Earlier in the band’s career, Martin took on much of the band’s management tasks that a band manager would usually handle, like keeping track of performances.

“If you want to book studio time, it’s exhausting. [Managing a band involves] a bunch of little things that if you lose track [them], stuff gets out of hand. Like, the time of the show, when does it start? If you have five shows you’re scheduling, you’re bound to forget a time of one, which is just a disaster because somebody else [is] rely[ing] on you,” Martin said. “It’s just little things like that. When you’re one person who’s also playing and has to focus on the equipment and focus on the transportation, it gets to be a lot. It used to be just me doing it, [and] then I was like, ‘I can’t do this,’ so they’ve all helped me out. I’m so fortunate to have other band members that will help me.”

Guilty Pleasures drummer Andrew Martin, guitarist Carson Kilo, lead vocalist Nate Vaughn, bassist Ryan Litteken and rhythm guitarist Evan Konnor pose for a photo. (Courtesy of Andrew Martin)

Guilty Pleasures plans on performing more this winter around the St. Louis area, with upcoming shows at the Red Flag and Circa Pub and Grill. They also have more original songs written outside of those on Fine Print.

“I’m so excited to go in and start recording more music for everyone. We already have pretty much another EP written, maybe an album, who knows, but you’re definitely gonna hear more from us in the future,” Kilo said. “[Our goal is] just to keep playing and [realize] that we can do anything. We’ve already surprised ourselves with a ton of things, like winning battle the bands. Just playing music and having fun, that’s pretty much all there is to it. We’re not trying to be too serious about it. We just want to have fun because I think that this is one of the coolest jobs someone can have. And just being able to do this at this level already is incredible.”

With the band’s varying ages, some still in high school, Guilty Pleasures is unsure of where their music will take them next.

“I’m torn [about traveling with the band]. I don’t know what I’m going to do. But it’d be great if I could just do my thing. Who knows what’s gonna happen? Hopefully, we’ll be all around [traveling], but [we will] probably [stay in St. Louis]. We got a good thing going here,” Martin said. “It’s been crazy, it’s been awesome. There’s been a lot of [highlights]. There’s been funny ones. There’s been crazy ones. There’s been ones that make me mad. There’s been ones that make me happy.”

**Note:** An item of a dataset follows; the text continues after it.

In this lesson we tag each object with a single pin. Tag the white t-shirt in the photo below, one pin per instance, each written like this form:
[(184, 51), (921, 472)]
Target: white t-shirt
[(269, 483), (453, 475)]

Regardless of the band’s next steps, both Kilo and Martin expressed their gratitude for the band and the St. Louis fans who have supported them.

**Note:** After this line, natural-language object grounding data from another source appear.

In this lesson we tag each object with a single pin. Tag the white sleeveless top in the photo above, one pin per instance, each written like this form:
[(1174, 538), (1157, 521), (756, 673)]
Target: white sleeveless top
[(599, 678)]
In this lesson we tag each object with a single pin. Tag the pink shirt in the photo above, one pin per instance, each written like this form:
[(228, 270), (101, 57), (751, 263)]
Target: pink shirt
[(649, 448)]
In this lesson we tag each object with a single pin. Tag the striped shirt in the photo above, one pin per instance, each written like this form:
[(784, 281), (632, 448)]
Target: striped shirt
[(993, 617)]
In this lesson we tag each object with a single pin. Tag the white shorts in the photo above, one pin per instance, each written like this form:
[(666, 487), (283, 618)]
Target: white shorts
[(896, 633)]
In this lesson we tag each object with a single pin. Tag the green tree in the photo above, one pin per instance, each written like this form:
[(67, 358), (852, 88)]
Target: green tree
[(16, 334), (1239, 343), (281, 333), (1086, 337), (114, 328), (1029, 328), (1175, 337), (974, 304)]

“[The band is] just a brotherhood honestly. It’s like a family at this point. We scream and fight a lot, but it’s so fun. And we love each other. It [gets] hard to live with five teenage dudes every once in a while but we make it work. We have fun,” Kilo said. “[To our fans:] I love you all, you guys are crazy. Seeing you guys at our shows, seeing the same faces over and over again, it literally makes us all so happy. You guys are literally the only reason we do this. I hope you guys know how grateful we are for all [of] you.”